I thought I'd share with all of you one of my "theme development sketch projects" that I use to explore ideas in preparation for a feature film score.

In this case, it was the score for "Go Fish" (2019), an animated feature film.

This project contains all my initial ideas for themes and their variations, as well as some other ideas.

Some of these are pretty rough, while others are fairly detailed and fully orchestrated.

All of them are really just fragments of ideas that would later be fleshed out and incorporated into the final score against picture.
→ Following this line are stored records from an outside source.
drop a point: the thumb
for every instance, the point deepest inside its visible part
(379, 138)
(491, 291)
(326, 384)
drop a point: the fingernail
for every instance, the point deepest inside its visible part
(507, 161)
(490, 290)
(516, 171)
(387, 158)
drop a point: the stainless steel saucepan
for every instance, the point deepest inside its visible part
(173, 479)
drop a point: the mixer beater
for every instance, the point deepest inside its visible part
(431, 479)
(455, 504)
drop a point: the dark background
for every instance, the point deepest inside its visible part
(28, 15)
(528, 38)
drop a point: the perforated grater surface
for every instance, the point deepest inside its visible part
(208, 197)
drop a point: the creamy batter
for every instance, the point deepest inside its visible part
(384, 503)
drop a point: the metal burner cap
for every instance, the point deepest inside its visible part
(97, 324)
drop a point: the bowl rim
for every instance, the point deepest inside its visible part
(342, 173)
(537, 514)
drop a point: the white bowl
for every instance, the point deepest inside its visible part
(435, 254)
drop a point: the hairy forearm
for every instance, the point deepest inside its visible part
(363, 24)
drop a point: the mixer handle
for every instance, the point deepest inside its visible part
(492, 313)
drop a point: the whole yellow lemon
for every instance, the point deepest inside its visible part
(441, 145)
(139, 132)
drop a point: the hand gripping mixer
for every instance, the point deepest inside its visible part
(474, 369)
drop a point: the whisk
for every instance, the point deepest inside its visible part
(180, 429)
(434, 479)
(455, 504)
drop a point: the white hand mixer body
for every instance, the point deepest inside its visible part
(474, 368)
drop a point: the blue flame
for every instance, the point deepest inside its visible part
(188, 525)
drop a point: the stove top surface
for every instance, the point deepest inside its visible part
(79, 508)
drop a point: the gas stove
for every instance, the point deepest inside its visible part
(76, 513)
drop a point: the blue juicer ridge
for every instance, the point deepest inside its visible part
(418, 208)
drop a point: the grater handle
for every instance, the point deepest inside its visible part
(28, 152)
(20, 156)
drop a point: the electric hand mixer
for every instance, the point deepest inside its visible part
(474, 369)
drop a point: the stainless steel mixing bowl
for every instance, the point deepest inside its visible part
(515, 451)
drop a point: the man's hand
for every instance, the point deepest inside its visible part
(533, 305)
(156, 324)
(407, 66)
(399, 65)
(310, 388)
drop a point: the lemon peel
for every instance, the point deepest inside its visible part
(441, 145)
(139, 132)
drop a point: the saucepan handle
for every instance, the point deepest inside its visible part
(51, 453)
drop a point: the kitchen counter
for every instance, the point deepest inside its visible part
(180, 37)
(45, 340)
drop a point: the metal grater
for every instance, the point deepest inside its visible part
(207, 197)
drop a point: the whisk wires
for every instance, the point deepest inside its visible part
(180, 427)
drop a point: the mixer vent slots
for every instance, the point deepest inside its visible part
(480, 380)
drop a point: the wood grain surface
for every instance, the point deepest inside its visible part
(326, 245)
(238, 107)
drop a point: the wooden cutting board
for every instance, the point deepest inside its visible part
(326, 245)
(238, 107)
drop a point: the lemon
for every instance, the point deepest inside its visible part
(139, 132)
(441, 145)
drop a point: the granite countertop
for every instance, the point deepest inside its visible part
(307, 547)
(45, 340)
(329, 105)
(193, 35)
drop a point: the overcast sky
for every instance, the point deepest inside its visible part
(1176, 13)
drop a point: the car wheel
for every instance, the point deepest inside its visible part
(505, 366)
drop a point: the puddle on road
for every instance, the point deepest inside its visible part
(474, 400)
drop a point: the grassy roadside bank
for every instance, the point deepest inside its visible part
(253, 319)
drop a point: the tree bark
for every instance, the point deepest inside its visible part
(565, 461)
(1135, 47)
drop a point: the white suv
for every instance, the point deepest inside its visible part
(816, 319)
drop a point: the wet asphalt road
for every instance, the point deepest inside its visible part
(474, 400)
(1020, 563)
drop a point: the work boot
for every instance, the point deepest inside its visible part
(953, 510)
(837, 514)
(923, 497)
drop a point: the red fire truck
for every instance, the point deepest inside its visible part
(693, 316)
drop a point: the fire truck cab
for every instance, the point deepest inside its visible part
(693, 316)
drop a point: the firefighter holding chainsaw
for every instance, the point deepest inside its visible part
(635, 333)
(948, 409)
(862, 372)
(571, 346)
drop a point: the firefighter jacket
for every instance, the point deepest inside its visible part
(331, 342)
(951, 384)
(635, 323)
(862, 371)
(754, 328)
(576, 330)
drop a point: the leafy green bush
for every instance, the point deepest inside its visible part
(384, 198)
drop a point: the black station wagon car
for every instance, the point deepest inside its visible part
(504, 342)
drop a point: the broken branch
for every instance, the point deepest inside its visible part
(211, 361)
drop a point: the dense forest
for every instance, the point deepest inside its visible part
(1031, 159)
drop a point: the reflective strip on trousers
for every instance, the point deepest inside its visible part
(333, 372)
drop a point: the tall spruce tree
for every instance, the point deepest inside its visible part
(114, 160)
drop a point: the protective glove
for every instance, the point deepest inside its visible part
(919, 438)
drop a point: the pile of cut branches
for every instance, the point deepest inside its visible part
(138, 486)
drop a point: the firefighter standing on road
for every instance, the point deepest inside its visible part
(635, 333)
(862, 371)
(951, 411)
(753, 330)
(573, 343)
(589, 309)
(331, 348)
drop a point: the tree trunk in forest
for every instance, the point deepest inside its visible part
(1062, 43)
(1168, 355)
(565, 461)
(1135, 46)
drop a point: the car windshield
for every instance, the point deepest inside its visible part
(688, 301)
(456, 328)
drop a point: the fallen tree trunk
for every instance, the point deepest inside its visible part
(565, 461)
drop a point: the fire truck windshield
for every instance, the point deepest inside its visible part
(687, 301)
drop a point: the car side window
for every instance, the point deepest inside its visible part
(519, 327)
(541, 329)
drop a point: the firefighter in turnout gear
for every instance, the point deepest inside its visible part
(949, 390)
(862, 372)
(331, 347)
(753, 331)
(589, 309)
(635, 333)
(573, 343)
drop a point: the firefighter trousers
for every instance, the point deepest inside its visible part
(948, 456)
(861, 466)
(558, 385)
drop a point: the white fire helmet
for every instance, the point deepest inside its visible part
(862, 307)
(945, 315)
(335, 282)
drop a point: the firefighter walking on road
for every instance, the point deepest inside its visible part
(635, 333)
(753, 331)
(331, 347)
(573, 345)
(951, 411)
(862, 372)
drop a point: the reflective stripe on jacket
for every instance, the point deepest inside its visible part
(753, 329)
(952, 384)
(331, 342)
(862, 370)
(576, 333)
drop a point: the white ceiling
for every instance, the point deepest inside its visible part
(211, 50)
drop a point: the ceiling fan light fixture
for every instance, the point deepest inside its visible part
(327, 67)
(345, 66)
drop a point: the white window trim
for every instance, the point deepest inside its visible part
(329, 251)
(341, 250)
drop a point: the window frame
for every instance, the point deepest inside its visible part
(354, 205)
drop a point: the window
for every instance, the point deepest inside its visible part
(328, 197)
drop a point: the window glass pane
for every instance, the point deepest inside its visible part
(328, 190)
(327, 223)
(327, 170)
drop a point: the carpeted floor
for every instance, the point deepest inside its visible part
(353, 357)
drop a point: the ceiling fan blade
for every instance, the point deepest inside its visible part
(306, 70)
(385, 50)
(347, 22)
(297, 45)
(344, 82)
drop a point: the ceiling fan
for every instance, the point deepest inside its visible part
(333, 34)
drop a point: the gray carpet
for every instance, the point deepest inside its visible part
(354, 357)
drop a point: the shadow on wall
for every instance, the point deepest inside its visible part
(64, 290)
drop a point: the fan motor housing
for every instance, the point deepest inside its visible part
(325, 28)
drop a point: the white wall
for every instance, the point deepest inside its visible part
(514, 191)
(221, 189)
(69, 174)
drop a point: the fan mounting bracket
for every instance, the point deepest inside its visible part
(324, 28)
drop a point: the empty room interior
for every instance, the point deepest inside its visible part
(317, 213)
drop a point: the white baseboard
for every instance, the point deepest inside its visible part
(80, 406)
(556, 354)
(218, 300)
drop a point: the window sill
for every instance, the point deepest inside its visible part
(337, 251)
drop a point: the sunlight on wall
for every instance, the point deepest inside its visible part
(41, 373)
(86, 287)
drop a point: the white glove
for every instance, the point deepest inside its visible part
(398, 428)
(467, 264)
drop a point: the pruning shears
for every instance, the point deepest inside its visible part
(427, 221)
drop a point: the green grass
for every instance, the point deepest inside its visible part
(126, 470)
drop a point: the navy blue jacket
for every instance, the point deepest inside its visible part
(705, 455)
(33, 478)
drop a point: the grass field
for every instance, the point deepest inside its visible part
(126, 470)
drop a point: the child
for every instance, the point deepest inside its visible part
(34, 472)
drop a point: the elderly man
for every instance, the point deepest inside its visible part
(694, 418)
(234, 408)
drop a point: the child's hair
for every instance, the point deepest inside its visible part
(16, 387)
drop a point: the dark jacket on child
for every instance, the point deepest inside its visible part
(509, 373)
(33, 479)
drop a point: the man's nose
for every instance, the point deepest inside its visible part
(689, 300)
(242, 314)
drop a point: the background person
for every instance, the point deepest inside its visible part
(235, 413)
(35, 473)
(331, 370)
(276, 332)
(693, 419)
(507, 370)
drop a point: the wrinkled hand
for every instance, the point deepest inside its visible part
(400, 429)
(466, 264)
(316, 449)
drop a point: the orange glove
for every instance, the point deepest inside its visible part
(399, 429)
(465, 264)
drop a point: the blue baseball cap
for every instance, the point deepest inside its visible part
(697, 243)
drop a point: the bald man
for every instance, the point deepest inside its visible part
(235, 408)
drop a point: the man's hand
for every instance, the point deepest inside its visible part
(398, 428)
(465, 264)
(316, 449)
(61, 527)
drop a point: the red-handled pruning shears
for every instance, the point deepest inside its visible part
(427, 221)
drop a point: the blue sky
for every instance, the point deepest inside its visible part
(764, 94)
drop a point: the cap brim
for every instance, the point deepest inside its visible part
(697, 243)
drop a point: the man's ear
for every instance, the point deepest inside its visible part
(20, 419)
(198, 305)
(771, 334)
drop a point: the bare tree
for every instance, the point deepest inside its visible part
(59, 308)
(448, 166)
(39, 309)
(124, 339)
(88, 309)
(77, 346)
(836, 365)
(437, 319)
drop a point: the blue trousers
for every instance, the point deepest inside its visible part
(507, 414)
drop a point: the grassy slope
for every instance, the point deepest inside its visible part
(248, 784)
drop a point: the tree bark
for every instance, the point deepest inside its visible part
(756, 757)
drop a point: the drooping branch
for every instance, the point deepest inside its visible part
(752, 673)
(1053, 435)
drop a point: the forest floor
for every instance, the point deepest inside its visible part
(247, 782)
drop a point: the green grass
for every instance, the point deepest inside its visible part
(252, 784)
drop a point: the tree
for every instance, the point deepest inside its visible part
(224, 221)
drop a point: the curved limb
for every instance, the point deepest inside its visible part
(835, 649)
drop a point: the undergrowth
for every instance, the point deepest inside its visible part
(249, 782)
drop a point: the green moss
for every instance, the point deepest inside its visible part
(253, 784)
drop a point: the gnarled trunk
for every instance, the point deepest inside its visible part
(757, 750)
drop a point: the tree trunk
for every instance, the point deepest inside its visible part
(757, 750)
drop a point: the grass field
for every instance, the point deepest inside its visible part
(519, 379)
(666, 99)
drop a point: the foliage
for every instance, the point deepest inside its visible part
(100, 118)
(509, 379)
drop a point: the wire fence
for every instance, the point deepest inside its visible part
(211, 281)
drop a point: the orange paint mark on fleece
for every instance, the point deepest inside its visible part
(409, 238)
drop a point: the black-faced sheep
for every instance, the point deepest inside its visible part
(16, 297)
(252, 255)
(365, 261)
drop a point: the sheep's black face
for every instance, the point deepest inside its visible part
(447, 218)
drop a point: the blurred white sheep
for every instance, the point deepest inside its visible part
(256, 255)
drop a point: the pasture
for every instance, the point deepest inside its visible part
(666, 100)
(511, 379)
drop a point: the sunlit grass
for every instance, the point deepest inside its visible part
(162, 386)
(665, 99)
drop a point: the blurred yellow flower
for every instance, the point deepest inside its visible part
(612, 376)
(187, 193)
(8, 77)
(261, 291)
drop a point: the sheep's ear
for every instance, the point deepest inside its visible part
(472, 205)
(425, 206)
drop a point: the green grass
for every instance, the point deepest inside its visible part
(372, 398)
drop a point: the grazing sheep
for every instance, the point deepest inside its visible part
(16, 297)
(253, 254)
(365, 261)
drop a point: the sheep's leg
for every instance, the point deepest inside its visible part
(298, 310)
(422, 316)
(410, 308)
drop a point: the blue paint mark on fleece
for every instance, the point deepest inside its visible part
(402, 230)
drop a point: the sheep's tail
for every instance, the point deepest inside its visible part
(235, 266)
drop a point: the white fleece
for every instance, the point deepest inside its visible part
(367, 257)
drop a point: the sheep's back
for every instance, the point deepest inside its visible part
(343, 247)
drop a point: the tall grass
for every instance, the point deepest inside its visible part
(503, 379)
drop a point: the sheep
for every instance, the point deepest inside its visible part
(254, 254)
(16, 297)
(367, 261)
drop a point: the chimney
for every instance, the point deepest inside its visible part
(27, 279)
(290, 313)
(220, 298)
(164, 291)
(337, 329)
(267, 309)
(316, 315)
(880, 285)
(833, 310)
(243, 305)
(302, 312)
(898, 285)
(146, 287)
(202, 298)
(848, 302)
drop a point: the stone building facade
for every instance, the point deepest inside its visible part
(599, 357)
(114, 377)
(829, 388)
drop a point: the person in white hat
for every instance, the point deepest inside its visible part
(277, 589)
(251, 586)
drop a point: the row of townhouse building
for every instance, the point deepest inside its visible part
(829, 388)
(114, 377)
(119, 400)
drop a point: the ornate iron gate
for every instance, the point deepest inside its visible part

Thought you guys might enjoy seeing this. It's a really fun process and makes the job of scoring 90+ minutes of music FAR more enjoyable and a great deal faster.



*Cue List:*

1:35 Theme A (Main Theme) 
2:20 Theme A (Variation) 
3:25 Theme A (Light Variation) 
3:53 Theme A (Danger Variation) 
4:22 Theme B (Villain) 
5:21 Theme B (Variation) 
5:49 Theme A & B (Variations) 
6:13 Theme A (Heroic Variation) 
6:45 Theme C (Friendship) 
7:35 Action Sketches 
8:05 Theme A (Tension Variation) 
8:28 Theme A (Full Out John Williams right here)


----------



## scentline (Jan 14, 2020)

Thanks for the great video, George! It's nice to hear there's still a room for this kind of traditional classical animation score genre in this flood of epic hybrid soundtrack era : )

Cheers!


----------



## Henu (Jan 14, 2020)

Really interesting stuff- love the style and the orchestration chops here!


----------



## Snarf (Jan 14, 2020)

Awesome! I would love to see more stuff like this


----------



## starpainter (Jan 14, 2020)

Thx for sharing this sir, and giving this perspective of things.


----------



## gwscores (Feb 6, 2020)

Henu said:


> Really interesting stuff- love the style and the orchestration chops here!



Thanks!


----------



## Rob Elliott (Feb 6, 2020)

Cool to take the time to show us this. For the last 10 years I sketch all the film's themes for the Director before it's lock. One client likes to use my sketches as 'temp' (later for me to fully finish/score to film). Finding 'themes' that a Director 'connects' with is the best part of scoring IMHO. I do that for free and charge a fee for everything else.  Thanks again for sharing.


----------



## Kubler (Feb 7, 2020)

Thanks for sharing this ! Very interesting to watch and really lovely to listen at. If I may ask, what harp library do you use ? I love how light and delicate it sounds


----------



## Massimo Santi (Feb 9, 2020)

Great orchestration! Thank you for sharing!


----------



## gwscores (Feb 16, 2020)

Kubler said:


> Thanks for sharing this ! Very interesting to watch and really lovely to listen at. If I may ask, what harp library do you use ? I love how light and delicate it sounds



Glad you enjoyed it! All the samples are from Cinesamples, so the harp is from the CineHarp library; with a little mix processing, of course.


----------



## borisb2 (Feb 16, 2020)

gwscores said:


> I thought I'd share with all of you one of my "theme development sketch projects" that I use to explore ideas in preparation for a feature film score.


Thanks for sharing .. really nice themes and development there! Was it all recoreded live in the end or did you create new/more detailed mock-ups out of that? .. or a mixture of the two?


----------



## gwscores (Feb 17, 2020)

borisb2 said:


> Thanks for sharing .. really nice themes and development there! Was it all recoreded live in the end or did you create new/more detailed mock-ups out of that? .. or a mixture of the two?



I wish we'd recorded it live - would be really lovely to hear that! The final versions are fairly close to how it is in the sketches; just mixed and performed much better.


----------